Zie je dat licht?

Het volk dat in duisternis ronddoolt ziet een schitterend licht.
Jesaja 9:1


Er zijn plekken op aarde waar het in de winter niet licht wordt. Maar er zijn nog veel meer plekken waar permanent de schaduw van de dood heerst. Daar schrijft Jesaja 9 over. En over de doorbraak die God forceert. ‘Het volk dat in duisternis ronddoolt ziet een schitterend licht,’ lezen we.

Dat schitterende licht is het licht van Gods aanschijn, staat er in vers 2. God keert zich naar mensen toe. De verschijning van dat licht levert diepe vreugde op. ‘Uitbundig laat U hen juichen,’ schrijft de Willibrordvertaling, ‘U overstelpt hen met vreugde: zij verheugen zich voor uw aanschijn.’

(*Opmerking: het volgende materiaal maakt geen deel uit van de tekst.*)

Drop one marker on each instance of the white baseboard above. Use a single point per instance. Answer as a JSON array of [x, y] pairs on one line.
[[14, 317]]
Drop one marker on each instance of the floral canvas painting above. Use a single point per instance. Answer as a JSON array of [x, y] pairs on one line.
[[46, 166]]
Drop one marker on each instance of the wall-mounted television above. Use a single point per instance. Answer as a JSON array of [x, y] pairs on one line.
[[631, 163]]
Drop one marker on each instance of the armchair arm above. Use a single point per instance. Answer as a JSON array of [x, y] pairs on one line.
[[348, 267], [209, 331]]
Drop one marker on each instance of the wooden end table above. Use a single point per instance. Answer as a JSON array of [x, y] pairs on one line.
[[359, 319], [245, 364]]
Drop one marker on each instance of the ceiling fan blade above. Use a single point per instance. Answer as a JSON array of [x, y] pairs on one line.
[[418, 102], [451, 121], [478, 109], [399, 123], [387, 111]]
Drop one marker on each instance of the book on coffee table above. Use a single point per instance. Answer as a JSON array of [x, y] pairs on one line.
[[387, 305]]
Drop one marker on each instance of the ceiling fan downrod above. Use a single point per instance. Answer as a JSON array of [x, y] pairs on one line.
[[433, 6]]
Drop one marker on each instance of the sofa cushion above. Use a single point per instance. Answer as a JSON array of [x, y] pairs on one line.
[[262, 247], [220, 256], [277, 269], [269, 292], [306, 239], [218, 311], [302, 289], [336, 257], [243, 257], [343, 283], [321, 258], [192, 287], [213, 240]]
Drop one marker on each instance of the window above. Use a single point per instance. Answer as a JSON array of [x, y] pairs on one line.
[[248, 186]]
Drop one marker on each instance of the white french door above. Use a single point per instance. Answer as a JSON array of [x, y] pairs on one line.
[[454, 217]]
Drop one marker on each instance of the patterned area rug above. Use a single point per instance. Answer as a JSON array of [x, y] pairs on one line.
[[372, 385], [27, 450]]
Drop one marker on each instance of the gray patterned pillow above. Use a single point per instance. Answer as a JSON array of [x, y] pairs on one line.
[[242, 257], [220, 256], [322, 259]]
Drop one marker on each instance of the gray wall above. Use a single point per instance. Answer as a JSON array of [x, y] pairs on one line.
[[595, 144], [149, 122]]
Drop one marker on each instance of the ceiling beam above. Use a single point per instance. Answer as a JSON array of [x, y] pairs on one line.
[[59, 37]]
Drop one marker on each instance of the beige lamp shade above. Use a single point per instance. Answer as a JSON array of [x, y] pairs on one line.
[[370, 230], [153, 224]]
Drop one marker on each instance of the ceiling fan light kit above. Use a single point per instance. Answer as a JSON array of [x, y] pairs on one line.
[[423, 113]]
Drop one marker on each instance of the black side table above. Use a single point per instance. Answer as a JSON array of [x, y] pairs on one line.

Het licht van God is het licht van de eerste scheppingsdag. God sprak ‘Er zij licht!’ – en er was licht. Het ging daar niet over de zon of andere hemellichamen, die kwamen later. Gods eerste scheppingsdaad was scheiding aanbrengen tussen licht en duisternis, tussen het leven en de schaduw van de dood, zodat er een goed leven voor zijn mensenkinderen gewaarborgd was (Gen. 1:2-4).

Datzelfde licht kwam weer in de wereld met de komst van Jezus. ‘In het Woord was leven en het leven was het licht voor de mensen,’ schrijft Johannes (Joh. 1:4). ‘Hij is het ware licht, dat ieder mens verlicht’ (Joh. 1:9).

Gods licht is leven. Het brengt scheiding tussen leven en dood. Zie je dat licht? Als je je niet verbergt, maar tevoorschijn komt in dat licht, word je aangestoken door intense blijdschap, als de vreugde bij de oogst, of het verdelen van de buit, of het winnen van de toto. Toch?